Bear bear at sonic.net
Tue Jan 14 14:20:28 EST 2014


On Mon, 2014-01-13 at 15:33 -0500, Phillip Hallam-Baker wrote:
> On Mon, Jan 13, 2014 at 3:26 PM, Kent Borg <kentborg at borg.org> wrote:
>         On 01/13/2014 02:35 PM, Phillip Hallam-Baker wrote:
>                 There should be a penalty, no question. But what
>                 should the penalty be?
>         
>         How important *is* this conference?  I admit I have never
>         attended...
> 
> 
> It is the only international trade show for the IT security industry. 
> 
> 
> Try 10,000 people coming to buy products to protect themselves from
> the NSA etc.

I may be excessively cynical here, but when you wrote "etc" I think 
you might have been misspelling "RSA."

Why should we ask someone go to an RSA conference to get products 
to protect themselves from RSA itself?  Considering the conflicts 
of interest, that doesn't seem likely to be fruitful, does it?

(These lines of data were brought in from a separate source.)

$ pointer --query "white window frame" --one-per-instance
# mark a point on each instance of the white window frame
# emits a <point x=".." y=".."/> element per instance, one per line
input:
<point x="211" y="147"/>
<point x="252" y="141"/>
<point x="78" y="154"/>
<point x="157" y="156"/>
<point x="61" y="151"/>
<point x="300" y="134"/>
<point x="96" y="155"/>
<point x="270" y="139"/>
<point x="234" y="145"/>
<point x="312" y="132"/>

While I think that a simple boycott is too broad, there has to be 
an alternative course of action.  The industry needs conferences 
(for sales) but would prefer not to have RSA's name plastered on 
them (for credibility).  The public needs conferences (for security
information and products) but would prefer not to be going to a 
conference organized by the very same people they have discovered 
that they need to secure their business against.  

Both groups would be well-served by a parallel series of security
conferences, scheduled very deliberately to conflict with RSA's 
conferences and ideally not open to companies who are also presenting 
the same papers or products at the RSA conferences.  

That would allow people to actually *do* the boycott of the RSA 
conferences without missing all possibility of making sales or all 
possibility of securing their infrastructure.  It would reduce 
the level of collateral damage and allow the very targeted kind 
of boycott that I think everyone could support. 

Can we get a University (one with a hell of a good math program, 
or who offer graduate degrees in cryptography) to organize one, or
if they won't organize it could we get them to host it?